Inherent Availability: MTBF/(MTBF+MTTR) of the solution
Operational Availability: uptime / (uptime+downtime) of the solution
Mean Time between Failure: MTBF
Mean Time to Repair: MTTR
Often availability is measured (or cited) as the number of nines the solution can support.
A common example of a Solutions measured availability
Yearly downtime:
Percentage of Operational Availability
| desired uptime | downtime |
| 98% | 7.3 days |
| 98.5% | 5.475 days |
| 99% | 3.65 days |
| 99.5% | 1.825 days (43.8 hours) |
| 99.9% | 8.76 hours |
| 99.99% | 54.56 minutes |
| 99.999% | 5.256 minutes |
| 99.9999% | 31.536 seconds |
It is important to note that Availability is often directly related to the service recoverability of a service set (external and internal) that the solution is dependent on.
What are the operational manageability requirements for the solution?
Serviceability
This is often associated with repair oriented maintenance (pro-active and reactive diagnose and fix) and upgradeability of the solution’s components. Often, it is associated with the amount of work (time, complexity, cost) required for a given activity on the solution.
Maintainability
This is often associated with non-repair oriented maintenance (pro-active and reactive incremental patching, adjustments, etc…) and upgradeability of the solution’s components. Often, it is associated with the amount of work (time, complexity, cost) required for a given activity on the solution.
Manageability
This is often associated with the solution’s collective ability to be holistically managed by the organization’s operational environment. This can include the cohesion of the solution with the organization’s IT environment (people, processes and technologies) to increase maintainability & serviceability
· an organization’s ability to measure the effectiveness and efficiency of a solution
· an organization’s ability to predict future systemic quality requirements of the solution
· an organization’s ability to monitor and understand the current granular activities of the solution and its decomposed elements. Solutions with strong manageability characteristics demonstrate proactive models, processes and tools to understand projected future performance characteristics of the solution.
What are the interoperability requirements for the solution?
Interoperability: (to interoperate with diverse services or systems)
Think of interoperability as the degree of usability (ease of use) for diverse external entities / services /systems which are projected to interface with the given solution. It is important to understand that a solution can never be completely interoperable with everything. Architects must make discriminating decisions as to what diverse types should the solution operate with now and in the projected future. Many architects align architectures with common standard communication protocols or interfaces for critical external interaction components of the solution. In the past, many architects have promoted loosely coupled standardized communication mechanisms between systems. Of course, architects must analyze the impact of interoperability decisions on other systemic quality areas of the solution as well the operational environment of the datacenter.
What are the extensibility requirements for the solution?
Extensibility
This quality is often associated with requirements to increase functional capabilities that the solution provides to a given set of actors/external entities. This might also pertain to increasing the diversity of actors / external entities to the solution.
However, it is important for architects to consider the impact of extensibility strategies on other systemic qualities (especially performance, scalability, availability and security).
What are the adaptability requirements for the solution?
Adaptability
This quality is often associated with requirements to change existing functional and systemic quality capabilities that the solution provides to a given set of actors/external entities. This might also pertain to increasing the diversity of actors / external entities to the solution.
What are the reusability requirements for the solution?
Reusability
This quality is focused on decomposable services within the solution being capable of being capitalized on by other solutions today and in the future.
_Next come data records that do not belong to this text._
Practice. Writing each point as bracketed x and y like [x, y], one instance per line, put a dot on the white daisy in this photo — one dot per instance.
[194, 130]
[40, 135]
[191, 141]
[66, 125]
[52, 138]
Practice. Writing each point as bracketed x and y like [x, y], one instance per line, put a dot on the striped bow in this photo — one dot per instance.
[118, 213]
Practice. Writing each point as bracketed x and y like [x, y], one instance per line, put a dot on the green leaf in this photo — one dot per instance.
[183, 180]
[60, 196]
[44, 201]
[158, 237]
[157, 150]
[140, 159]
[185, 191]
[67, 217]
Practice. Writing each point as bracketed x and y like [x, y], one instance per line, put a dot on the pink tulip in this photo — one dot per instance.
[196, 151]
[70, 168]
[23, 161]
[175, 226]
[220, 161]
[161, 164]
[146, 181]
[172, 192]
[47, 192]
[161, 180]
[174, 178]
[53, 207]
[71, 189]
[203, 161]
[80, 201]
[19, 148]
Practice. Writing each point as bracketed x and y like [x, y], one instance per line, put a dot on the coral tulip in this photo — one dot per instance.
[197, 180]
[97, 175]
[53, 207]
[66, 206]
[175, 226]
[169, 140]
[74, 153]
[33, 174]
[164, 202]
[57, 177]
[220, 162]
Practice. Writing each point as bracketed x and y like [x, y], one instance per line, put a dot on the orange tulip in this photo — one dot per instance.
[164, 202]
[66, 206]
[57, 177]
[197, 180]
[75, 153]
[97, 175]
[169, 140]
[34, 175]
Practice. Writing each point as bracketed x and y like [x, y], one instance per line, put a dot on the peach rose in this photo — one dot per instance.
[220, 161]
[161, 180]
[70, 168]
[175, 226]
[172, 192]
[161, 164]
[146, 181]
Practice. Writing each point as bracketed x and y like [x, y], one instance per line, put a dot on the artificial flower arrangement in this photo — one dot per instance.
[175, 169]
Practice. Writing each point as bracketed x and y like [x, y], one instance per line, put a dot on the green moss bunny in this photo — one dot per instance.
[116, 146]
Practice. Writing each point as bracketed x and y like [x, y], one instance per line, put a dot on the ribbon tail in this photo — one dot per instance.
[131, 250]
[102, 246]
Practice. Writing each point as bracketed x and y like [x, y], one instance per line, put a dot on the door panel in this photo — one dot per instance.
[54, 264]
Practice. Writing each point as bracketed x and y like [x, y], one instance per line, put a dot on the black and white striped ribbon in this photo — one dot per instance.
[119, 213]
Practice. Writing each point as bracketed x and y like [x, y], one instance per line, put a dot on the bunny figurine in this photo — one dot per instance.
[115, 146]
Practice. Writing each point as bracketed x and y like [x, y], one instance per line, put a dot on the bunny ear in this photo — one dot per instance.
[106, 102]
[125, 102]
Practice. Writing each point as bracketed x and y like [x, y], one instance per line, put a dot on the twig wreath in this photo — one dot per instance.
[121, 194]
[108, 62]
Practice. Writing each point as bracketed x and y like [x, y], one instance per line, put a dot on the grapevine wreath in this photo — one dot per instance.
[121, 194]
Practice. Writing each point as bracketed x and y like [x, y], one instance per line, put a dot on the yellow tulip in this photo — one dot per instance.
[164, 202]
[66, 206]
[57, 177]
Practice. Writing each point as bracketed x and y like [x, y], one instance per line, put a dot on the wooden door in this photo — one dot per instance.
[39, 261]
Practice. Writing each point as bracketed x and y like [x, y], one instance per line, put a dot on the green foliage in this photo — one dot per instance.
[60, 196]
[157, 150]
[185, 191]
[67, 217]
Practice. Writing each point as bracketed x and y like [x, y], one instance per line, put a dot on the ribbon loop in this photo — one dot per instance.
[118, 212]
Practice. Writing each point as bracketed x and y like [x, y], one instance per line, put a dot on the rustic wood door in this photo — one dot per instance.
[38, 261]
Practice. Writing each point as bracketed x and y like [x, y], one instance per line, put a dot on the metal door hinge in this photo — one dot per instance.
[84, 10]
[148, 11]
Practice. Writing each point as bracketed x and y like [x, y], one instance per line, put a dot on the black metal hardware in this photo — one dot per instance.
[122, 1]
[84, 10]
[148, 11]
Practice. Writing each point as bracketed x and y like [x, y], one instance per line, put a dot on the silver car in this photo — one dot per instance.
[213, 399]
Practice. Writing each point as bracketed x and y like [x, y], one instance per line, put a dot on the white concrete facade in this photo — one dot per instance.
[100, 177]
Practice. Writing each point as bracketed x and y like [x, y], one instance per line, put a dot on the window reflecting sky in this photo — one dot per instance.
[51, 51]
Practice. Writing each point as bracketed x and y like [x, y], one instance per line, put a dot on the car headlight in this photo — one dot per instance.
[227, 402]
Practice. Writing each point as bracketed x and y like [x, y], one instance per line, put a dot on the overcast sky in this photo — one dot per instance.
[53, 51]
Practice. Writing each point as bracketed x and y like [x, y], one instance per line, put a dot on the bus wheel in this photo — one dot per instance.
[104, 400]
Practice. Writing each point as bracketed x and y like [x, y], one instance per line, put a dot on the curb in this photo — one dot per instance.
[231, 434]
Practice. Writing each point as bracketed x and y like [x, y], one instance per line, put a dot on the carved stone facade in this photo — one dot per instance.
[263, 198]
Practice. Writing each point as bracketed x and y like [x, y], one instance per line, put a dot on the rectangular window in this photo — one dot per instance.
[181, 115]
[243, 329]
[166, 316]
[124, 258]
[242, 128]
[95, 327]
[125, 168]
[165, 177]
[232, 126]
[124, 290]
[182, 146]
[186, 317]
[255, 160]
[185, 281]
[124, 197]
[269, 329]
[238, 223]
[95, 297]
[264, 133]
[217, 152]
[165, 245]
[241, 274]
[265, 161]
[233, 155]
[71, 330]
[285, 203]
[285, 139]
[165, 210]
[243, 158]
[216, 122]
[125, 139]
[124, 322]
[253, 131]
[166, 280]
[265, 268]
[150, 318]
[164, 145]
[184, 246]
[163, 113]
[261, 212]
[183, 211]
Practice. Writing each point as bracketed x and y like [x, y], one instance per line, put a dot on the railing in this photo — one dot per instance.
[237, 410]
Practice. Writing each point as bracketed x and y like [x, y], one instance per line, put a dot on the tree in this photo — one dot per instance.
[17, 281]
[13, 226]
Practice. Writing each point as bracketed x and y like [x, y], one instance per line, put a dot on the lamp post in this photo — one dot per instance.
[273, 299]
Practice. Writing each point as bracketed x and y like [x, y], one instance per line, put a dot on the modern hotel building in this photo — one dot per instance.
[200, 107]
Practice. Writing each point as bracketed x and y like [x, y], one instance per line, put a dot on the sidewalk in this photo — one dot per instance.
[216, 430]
Of course, architects must be sensitive to the ramifications of reusability on systemic qualities of the overall solution and its systemic quality impact on other solutions. Furthermore, it is important for architects to analyze the impact of reusable strategies on the operational and organizational environment.
What are the usability requirements for the solution?
Usability:
This is usually considered a functional perspective focusing on the ease of use for specific human actors based on actor/external entity events and point in time measurements.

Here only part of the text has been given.